Mientras unos iban a misa y los otros se recogían, los primeros rayos de la mañana comenzaban a despuntar sobre los tejados de Madrid. Centenares de sacerdotes bajaban desde el parque del Retiro en dirección a Cibeles. Pocas misas se habrán celebrado esta mañana en la capital y alrededores: prácticamente todo el clero madrileño se encontraba, desde las seis de la mañana, en las inmediaciones de la icónica plaza.
Para uno que dejó de salir de fiesta hace tiempo, ver amanecer en Madrid constituye una experiencia extraordinaria, que evoca andanzas nocturnas ya casi postergadas en el desván de la memoria y permite apreciar la sobresaliente arquitectura capitalina bañada con unas tonalidades cromáticas únicas.
Aunque pueda parecer lo contrario, no es la Cibeles una plaza especialmente adecuada para acoger grandes multitudes. Se alegará que la diosa es la primera tributaria de los trofeos del Real Madrid –cuando los conquistaba, al menos–, y que centenares de miles de aficionados acuden –acudían– a esos baños de masas. Y es cierto. Pero la propia centralidad en la plaza de su figura y su carro tirado por leones la convierte en un cierto estorbo cuando se pretende focalizar la atención en otro punto que no sea ella.
Ese era el caso esta mañana, con el gigantesco escenario instalado –a modo de presbiterio– ante la imponente fachada del Palacio de Telecomunicaciones, que se transformó, por unas horas, en un extraordinario retablo pétreo y refulgente.

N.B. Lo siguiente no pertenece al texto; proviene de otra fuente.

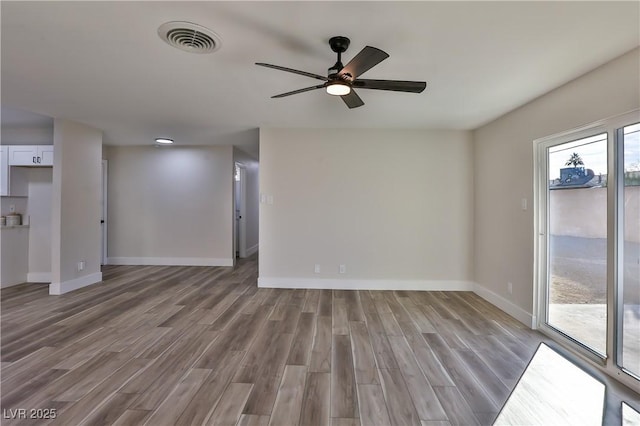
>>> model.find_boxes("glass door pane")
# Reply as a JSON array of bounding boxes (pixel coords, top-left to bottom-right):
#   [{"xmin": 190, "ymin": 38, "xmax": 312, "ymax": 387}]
[
  {"xmin": 618, "ymin": 123, "xmax": 640, "ymax": 377},
  {"xmin": 546, "ymin": 133, "xmax": 607, "ymax": 357}
]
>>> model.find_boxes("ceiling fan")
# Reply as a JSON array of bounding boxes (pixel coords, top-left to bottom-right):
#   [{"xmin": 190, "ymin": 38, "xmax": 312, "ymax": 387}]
[{"xmin": 256, "ymin": 36, "xmax": 427, "ymax": 108}]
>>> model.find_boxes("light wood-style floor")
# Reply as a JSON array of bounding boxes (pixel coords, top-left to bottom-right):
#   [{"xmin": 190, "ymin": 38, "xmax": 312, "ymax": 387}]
[{"xmin": 1, "ymin": 258, "xmax": 568, "ymax": 426}]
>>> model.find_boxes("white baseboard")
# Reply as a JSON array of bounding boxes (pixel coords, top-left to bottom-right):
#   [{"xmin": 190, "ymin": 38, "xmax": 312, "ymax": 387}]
[
  {"xmin": 258, "ymin": 277, "xmax": 474, "ymax": 291},
  {"xmin": 0, "ymin": 281, "xmax": 25, "ymax": 288},
  {"xmin": 107, "ymin": 257, "xmax": 233, "ymax": 266},
  {"xmin": 27, "ymin": 272, "xmax": 51, "ymax": 283},
  {"xmin": 247, "ymin": 244, "xmax": 258, "ymax": 257},
  {"xmin": 473, "ymin": 283, "xmax": 537, "ymax": 329},
  {"xmin": 49, "ymin": 272, "xmax": 102, "ymax": 296}
]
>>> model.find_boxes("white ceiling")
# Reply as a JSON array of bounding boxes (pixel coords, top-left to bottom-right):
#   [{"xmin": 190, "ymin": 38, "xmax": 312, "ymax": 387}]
[{"xmin": 1, "ymin": 1, "xmax": 640, "ymax": 156}]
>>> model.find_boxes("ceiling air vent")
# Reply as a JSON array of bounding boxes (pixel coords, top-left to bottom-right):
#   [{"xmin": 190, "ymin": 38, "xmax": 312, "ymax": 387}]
[{"xmin": 158, "ymin": 21, "xmax": 222, "ymax": 53}]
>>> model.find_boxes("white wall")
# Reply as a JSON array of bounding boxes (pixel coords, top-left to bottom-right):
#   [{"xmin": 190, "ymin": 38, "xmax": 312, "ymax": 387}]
[
  {"xmin": 474, "ymin": 49, "xmax": 640, "ymax": 319},
  {"xmin": 49, "ymin": 119, "xmax": 102, "ymax": 294},
  {"xmin": 233, "ymin": 148, "xmax": 260, "ymax": 255},
  {"xmin": 259, "ymin": 129, "xmax": 473, "ymax": 289},
  {"xmin": 27, "ymin": 167, "xmax": 53, "ymax": 282},
  {"xmin": 106, "ymin": 146, "xmax": 233, "ymax": 265}
]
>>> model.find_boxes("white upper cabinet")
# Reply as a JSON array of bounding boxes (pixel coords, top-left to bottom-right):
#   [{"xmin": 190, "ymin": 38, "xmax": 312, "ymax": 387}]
[{"xmin": 8, "ymin": 145, "xmax": 53, "ymax": 166}]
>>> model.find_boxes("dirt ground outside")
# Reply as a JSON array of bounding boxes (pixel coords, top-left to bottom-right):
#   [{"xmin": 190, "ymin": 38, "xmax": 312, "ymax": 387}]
[{"xmin": 549, "ymin": 235, "xmax": 640, "ymax": 305}]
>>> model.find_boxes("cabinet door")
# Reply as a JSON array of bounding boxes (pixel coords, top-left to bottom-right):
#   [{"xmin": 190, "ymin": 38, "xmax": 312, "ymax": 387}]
[
  {"xmin": 9, "ymin": 145, "xmax": 38, "ymax": 166},
  {"xmin": 0, "ymin": 145, "xmax": 9, "ymax": 196},
  {"xmin": 37, "ymin": 145, "xmax": 53, "ymax": 166}
]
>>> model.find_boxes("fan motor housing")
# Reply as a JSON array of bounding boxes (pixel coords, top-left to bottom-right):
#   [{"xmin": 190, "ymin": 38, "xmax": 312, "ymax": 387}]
[{"xmin": 329, "ymin": 36, "xmax": 351, "ymax": 53}]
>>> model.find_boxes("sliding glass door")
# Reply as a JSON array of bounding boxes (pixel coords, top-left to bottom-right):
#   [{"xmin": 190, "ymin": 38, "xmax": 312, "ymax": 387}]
[
  {"xmin": 547, "ymin": 133, "xmax": 607, "ymax": 356},
  {"xmin": 616, "ymin": 123, "xmax": 640, "ymax": 377},
  {"xmin": 535, "ymin": 111, "xmax": 640, "ymax": 385}
]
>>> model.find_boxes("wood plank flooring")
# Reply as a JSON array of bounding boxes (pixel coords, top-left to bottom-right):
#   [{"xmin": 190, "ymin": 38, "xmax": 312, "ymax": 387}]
[{"xmin": 1, "ymin": 258, "xmax": 556, "ymax": 426}]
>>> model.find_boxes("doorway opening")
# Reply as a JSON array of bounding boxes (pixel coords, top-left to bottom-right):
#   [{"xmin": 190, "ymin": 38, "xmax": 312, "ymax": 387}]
[{"xmin": 233, "ymin": 163, "xmax": 247, "ymax": 259}]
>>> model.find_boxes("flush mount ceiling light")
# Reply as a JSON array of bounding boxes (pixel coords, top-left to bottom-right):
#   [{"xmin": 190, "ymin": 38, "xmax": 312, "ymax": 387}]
[
  {"xmin": 327, "ymin": 81, "xmax": 351, "ymax": 96},
  {"xmin": 156, "ymin": 138, "xmax": 173, "ymax": 145},
  {"xmin": 158, "ymin": 21, "xmax": 222, "ymax": 53}
]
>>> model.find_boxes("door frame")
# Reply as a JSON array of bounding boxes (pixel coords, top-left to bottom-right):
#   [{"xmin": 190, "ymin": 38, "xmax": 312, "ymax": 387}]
[
  {"xmin": 233, "ymin": 162, "xmax": 247, "ymax": 259},
  {"xmin": 100, "ymin": 160, "xmax": 109, "ymax": 265},
  {"xmin": 533, "ymin": 109, "xmax": 640, "ymax": 389}
]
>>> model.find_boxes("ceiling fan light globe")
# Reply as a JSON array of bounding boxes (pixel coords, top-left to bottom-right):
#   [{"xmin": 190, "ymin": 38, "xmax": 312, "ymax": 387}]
[{"xmin": 327, "ymin": 83, "xmax": 351, "ymax": 96}]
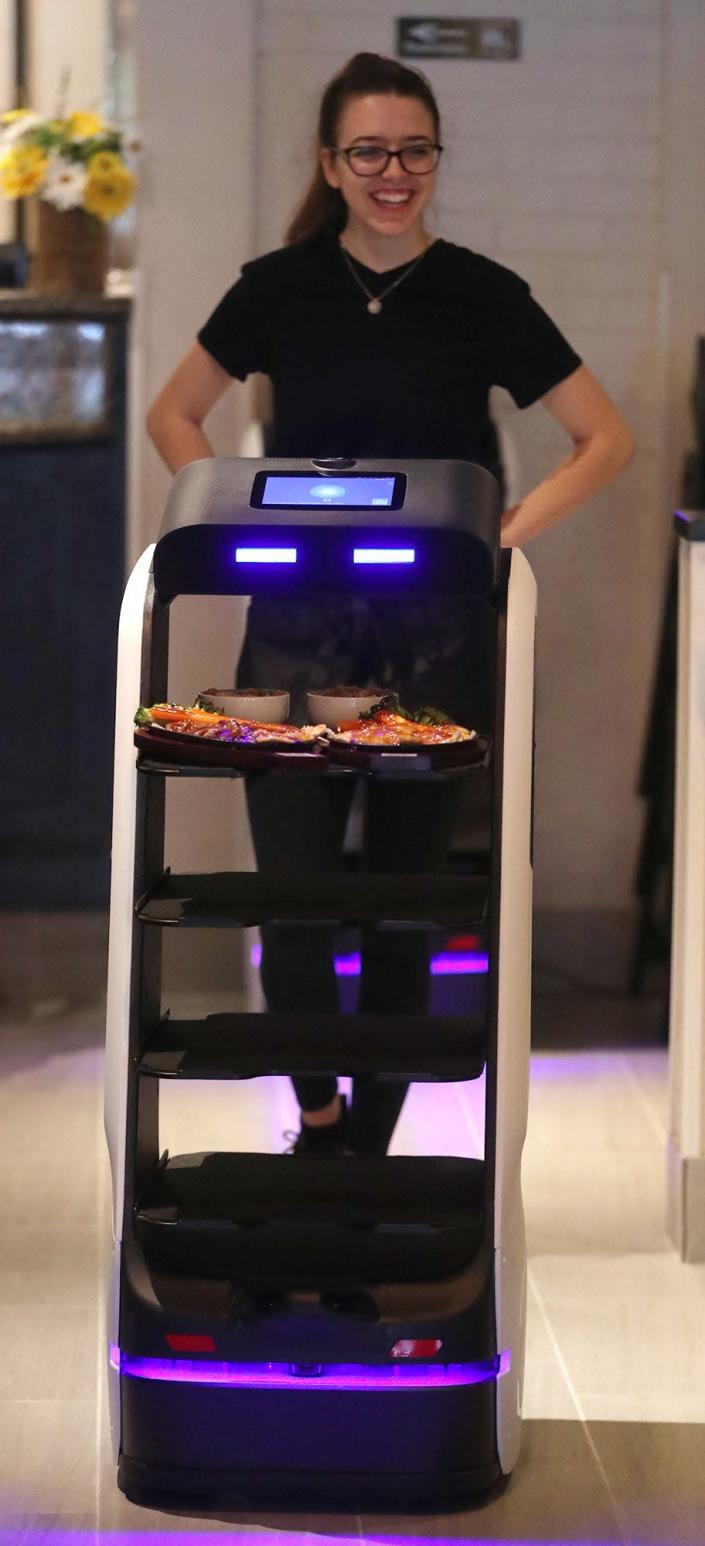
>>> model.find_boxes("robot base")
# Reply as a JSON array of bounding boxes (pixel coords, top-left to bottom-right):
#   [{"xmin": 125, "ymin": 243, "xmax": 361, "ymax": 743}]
[{"xmin": 118, "ymin": 1379, "xmax": 501, "ymax": 1512}]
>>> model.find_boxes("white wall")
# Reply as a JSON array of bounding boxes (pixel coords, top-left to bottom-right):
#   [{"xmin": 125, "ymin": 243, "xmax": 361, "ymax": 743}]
[
  {"xmin": 130, "ymin": 0, "xmax": 255, "ymax": 915},
  {"xmin": 257, "ymin": 0, "xmax": 705, "ymax": 977}
]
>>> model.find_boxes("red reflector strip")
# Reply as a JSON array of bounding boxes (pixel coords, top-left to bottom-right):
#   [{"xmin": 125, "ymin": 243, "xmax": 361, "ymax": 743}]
[
  {"xmin": 167, "ymin": 1331, "xmax": 215, "ymax": 1353},
  {"xmin": 390, "ymin": 1337, "xmax": 444, "ymax": 1357}
]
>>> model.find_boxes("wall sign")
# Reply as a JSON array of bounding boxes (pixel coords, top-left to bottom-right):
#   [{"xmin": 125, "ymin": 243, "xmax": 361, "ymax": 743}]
[{"xmin": 397, "ymin": 15, "xmax": 521, "ymax": 59}]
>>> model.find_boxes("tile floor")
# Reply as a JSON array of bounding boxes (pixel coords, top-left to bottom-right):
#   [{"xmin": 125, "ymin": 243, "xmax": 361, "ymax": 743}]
[{"xmin": 0, "ymin": 996, "xmax": 705, "ymax": 1546}]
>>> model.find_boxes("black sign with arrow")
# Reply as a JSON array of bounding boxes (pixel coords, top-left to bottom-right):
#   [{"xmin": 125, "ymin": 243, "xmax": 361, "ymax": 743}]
[{"xmin": 397, "ymin": 15, "xmax": 521, "ymax": 59}]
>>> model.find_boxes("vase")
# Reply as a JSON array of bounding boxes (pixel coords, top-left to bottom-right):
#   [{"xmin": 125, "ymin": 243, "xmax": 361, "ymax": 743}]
[{"xmin": 29, "ymin": 198, "xmax": 108, "ymax": 295}]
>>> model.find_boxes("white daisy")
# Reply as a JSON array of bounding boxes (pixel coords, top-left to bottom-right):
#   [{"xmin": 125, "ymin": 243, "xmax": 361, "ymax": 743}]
[{"xmin": 42, "ymin": 156, "xmax": 88, "ymax": 210}]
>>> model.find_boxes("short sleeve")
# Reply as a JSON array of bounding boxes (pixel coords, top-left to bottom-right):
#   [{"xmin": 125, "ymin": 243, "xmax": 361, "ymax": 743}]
[
  {"xmin": 198, "ymin": 263, "xmax": 269, "ymax": 382},
  {"xmin": 490, "ymin": 271, "xmax": 583, "ymax": 408}
]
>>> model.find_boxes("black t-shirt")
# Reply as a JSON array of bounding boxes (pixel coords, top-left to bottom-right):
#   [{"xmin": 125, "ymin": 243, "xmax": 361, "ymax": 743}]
[{"xmin": 198, "ymin": 235, "xmax": 581, "ymax": 473}]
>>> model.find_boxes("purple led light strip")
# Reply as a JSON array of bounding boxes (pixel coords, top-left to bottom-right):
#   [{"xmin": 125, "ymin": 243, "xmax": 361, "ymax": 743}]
[
  {"xmin": 110, "ymin": 1345, "xmax": 512, "ymax": 1390},
  {"xmin": 250, "ymin": 945, "xmax": 489, "ymax": 977}
]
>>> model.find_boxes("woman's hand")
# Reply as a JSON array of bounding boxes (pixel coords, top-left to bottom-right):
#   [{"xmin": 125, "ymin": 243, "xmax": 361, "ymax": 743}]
[
  {"xmin": 501, "ymin": 365, "xmax": 634, "ymax": 547},
  {"xmin": 147, "ymin": 343, "xmax": 230, "ymax": 473}
]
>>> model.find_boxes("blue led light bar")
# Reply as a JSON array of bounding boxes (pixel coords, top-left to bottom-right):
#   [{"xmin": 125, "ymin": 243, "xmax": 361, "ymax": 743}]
[
  {"xmin": 110, "ymin": 1347, "xmax": 512, "ymax": 1390},
  {"xmin": 235, "ymin": 547, "xmax": 297, "ymax": 564},
  {"xmin": 353, "ymin": 547, "xmax": 416, "ymax": 564}
]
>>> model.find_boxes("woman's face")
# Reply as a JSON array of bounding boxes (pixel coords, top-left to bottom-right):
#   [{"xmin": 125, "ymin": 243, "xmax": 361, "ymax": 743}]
[{"xmin": 320, "ymin": 94, "xmax": 438, "ymax": 237}]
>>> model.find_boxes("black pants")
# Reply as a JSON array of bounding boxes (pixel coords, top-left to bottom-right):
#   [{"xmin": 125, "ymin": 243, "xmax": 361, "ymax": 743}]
[
  {"xmin": 237, "ymin": 597, "xmax": 479, "ymax": 1153},
  {"xmin": 247, "ymin": 773, "xmax": 459, "ymax": 1153}
]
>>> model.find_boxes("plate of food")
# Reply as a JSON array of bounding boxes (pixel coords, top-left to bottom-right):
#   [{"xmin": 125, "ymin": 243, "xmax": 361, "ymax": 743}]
[
  {"xmin": 325, "ymin": 694, "xmax": 489, "ymax": 767},
  {"xmin": 135, "ymin": 703, "xmax": 326, "ymax": 767}
]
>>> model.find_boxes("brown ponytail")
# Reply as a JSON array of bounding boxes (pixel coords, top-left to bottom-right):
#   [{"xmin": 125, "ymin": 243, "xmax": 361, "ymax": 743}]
[{"xmin": 284, "ymin": 54, "xmax": 441, "ymax": 246}]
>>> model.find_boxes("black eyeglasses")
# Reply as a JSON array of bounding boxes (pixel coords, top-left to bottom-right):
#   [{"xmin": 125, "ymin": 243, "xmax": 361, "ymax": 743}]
[{"xmin": 331, "ymin": 144, "xmax": 444, "ymax": 178}]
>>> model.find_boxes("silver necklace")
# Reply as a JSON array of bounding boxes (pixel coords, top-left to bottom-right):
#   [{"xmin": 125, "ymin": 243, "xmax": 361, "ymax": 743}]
[{"xmin": 340, "ymin": 243, "xmax": 428, "ymax": 317}]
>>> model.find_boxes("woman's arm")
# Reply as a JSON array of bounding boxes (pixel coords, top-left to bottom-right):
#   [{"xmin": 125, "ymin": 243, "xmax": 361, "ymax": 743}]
[
  {"xmin": 147, "ymin": 343, "xmax": 232, "ymax": 473},
  {"xmin": 502, "ymin": 365, "xmax": 634, "ymax": 547}
]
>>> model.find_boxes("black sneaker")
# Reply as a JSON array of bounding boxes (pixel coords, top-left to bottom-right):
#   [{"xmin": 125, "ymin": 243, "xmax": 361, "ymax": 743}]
[{"xmin": 284, "ymin": 1095, "xmax": 348, "ymax": 1155}]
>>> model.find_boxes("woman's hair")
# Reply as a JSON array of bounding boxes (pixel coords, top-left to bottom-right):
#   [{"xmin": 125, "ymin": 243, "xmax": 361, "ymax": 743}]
[{"xmin": 284, "ymin": 54, "xmax": 441, "ymax": 246}]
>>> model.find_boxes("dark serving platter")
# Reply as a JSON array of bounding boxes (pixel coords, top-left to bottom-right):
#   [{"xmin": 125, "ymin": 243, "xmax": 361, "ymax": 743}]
[
  {"xmin": 328, "ymin": 736, "xmax": 490, "ymax": 768},
  {"xmin": 135, "ymin": 725, "xmax": 326, "ymax": 770}
]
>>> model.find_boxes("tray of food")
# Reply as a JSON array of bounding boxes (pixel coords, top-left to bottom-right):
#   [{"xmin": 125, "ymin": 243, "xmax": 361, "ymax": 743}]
[
  {"xmin": 135, "ymin": 688, "xmax": 489, "ymax": 771},
  {"xmin": 309, "ymin": 688, "xmax": 489, "ymax": 768},
  {"xmin": 135, "ymin": 703, "xmax": 326, "ymax": 768}
]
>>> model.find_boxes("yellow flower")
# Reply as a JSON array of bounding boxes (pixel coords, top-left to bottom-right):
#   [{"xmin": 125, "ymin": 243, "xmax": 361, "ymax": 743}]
[
  {"xmin": 0, "ymin": 145, "xmax": 46, "ymax": 198},
  {"xmin": 83, "ymin": 161, "xmax": 138, "ymax": 220},
  {"xmin": 88, "ymin": 150, "xmax": 125, "ymax": 178},
  {"xmin": 66, "ymin": 113, "xmax": 104, "ymax": 139}
]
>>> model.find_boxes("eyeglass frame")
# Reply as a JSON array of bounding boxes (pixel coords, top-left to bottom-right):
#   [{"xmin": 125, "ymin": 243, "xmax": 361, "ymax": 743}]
[{"xmin": 328, "ymin": 141, "xmax": 444, "ymax": 178}]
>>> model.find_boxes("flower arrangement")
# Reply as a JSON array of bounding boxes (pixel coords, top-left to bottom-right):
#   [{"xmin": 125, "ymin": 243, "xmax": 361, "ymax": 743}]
[{"xmin": 0, "ymin": 108, "xmax": 138, "ymax": 221}]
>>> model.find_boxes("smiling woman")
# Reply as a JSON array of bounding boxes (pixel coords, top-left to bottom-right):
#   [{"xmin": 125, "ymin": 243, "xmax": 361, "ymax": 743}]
[{"xmin": 148, "ymin": 54, "xmax": 632, "ymax": 1153}]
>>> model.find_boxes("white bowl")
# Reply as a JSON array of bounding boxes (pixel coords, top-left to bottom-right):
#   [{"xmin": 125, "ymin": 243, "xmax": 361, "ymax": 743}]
[
  {"xmin": 198, "ymin": 686, "xmax": 289, "ymax": 725},
  {"xmin": 306, "ymin": 686, "xmax": 390, "ymax": 730}
]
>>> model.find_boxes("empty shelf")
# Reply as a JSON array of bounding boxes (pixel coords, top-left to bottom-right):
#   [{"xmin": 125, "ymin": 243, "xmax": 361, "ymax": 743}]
[
  {"xmin": 136, "ymin": 872, "xmax": 487, "ymax": 928},
  {"xmin": 135, "ymin": 1153, "xmax": 484, "ymax": 1288},
  {"xmin": 138, "ymin": 1014, "xmax": 485, "ymax": 1081}
]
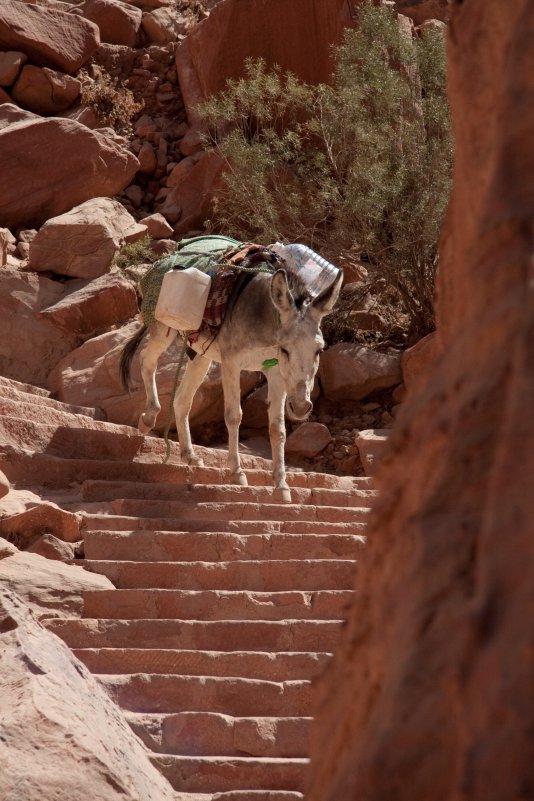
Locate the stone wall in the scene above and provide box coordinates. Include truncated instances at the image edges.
[308,0,534,801]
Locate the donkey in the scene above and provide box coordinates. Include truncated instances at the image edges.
[120,269,343,503]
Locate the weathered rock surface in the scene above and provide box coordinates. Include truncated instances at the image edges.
[40,269,138,345]
[0,270,77,387]
[0,0,100,74]
[0,592,175,801]
[78,0,142,47]
[11,64,82,115]
[286,423,332,459]
[0,551,113,618]
[30,197,146,278]
[319,342,402,400]
[0,105,139,229]
[0,50,28,86]
[308,0,534,801]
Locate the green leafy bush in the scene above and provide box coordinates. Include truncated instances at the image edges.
[201,3,452,337]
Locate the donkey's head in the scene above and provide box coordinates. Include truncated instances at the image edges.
[271,270,343,420]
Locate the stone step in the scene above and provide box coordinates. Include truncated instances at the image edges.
[79,559,355,592]
[125,712,312,758]
[44,618,343,653]
[152,754,309,801]
[84,531,363,562]
[83,589,353,620]
[81,509,365,536]
[74,645,331,681]
[0,446,373,490]
[107,498,370,528]
[81,480,376,507]
[98,673,312,717]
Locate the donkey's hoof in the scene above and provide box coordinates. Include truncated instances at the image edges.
[137,412,155,434]
[230,470,248,487]
[273,487,291,503]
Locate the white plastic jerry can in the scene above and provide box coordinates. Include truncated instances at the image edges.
[154,267,211,331]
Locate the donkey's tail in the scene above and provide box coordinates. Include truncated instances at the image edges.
[119,324,148,390]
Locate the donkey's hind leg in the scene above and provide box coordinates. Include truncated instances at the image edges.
[174,353,211,467]
[137,322,177,434]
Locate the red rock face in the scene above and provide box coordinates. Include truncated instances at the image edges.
[308,0,534,801]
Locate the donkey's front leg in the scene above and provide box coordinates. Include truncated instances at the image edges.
[174,353,211,467]
[267,367,291,503]
[137,323,176,434]
[221,364,248,487]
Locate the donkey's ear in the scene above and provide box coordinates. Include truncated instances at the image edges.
[312,270,343,317]
[271,270,295,314]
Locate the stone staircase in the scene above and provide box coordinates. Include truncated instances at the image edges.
[0,379,373,801]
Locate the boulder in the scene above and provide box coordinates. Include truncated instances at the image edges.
[286,423,332,459]
[0,50,28,86]
[0,551,113,618]
[142,6,188,44]
[0,588,177,801]
[0,104,139,229]
[40,268,138,344]
[0,501,81,549]
[139,214,173,239]
[401,333,439,390]
[0,0,100,74]
[77,0,143,47]
[319,342,402,400]
[176,0,354,122]
[30,197,146,278]
[0,270,77,387]
[158,151,224,234]
[49,323,257,432]
[11,64,82,115]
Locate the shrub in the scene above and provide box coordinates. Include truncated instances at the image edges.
[201,2,452,338]
[80,70,143,134]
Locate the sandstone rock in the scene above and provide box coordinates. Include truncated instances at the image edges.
[27,534,74,562]
[139,214,173,239]
[0,270,76,386]
[49,323,257,432]
[401,334,440,390]
[0,0,100,74]
[0,50,28,86]
[0,470,11,498]
[0,551,113,618]
[0,104,139,229]
[158,151,224,234]
[11,64,82,115]
[0,584,176,801]
[307,0,534,801]
[40,269,138,344]
[78,0,142,47]
[30,197,146,278]
[319,342,402,400]
[142,6,187,44]
[286,423,332,459]
[0,501,80,548]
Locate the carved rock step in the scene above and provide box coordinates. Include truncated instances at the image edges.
[110,498,370,528]
[125,712,312,758]
[81,480,376,507]
[152,755,309,801]
[74,646,331,681]
[83,511,365,536]
[84,531,363,562]
[83,559,354,592]
[0,446,373,490]
[46,618,342,653]
[84,589,353,620]
[98,673,311,717]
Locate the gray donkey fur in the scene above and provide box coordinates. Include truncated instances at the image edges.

Y, frente a él, la multitud. Cerca de millón y medio de personas, puntualizaron las autoridades. ¿Fueron más; acaso algo menos? Hasta donde alcanzaba la vista, una muchedumbre incontable abarrotaba todas las calles aledañas. La diosa flotaba en una marea blanca de albas y paraguas que amortiguaban el sol que se iba elevando implacable sobre el cielo añil de Madrid.
Llegó León XIV cuando faltaba algo menos de media hora para comenzar la misa, y su paso con el papamóvil elevaba oleadas de gritos, aplausos y teléfonos móviles que buscaban inmortalizar el momento.
Este Papa quiere a España, y se le nota. Que un Pontífice elija nuestro país como el primero que visita de Europa, y que lo haga durante siete días, es una prueba irrefutable de ello. Y, a la vista de la reacción de las multitudes, España quiere al Papa. Las palabras que ha dedicado a nuestro país denotan un interés y un conocimiento profundo de nuestra nación, que ya había visitado en, al menos, una docena de sus ciudades.
La «encomienda» –qué palabra tan nuestra– que ha dejado en la misa de esta mañana pasará a formar parte de nuestro acervo: «He aquí una encomienda para la España de hoy y de mañana: que la religiosidad que desde hace siglos anima a este país no sea un museo del pasado que visitar, sino una escuela de fe desde la que beber también hoy». Pongámonos a ello.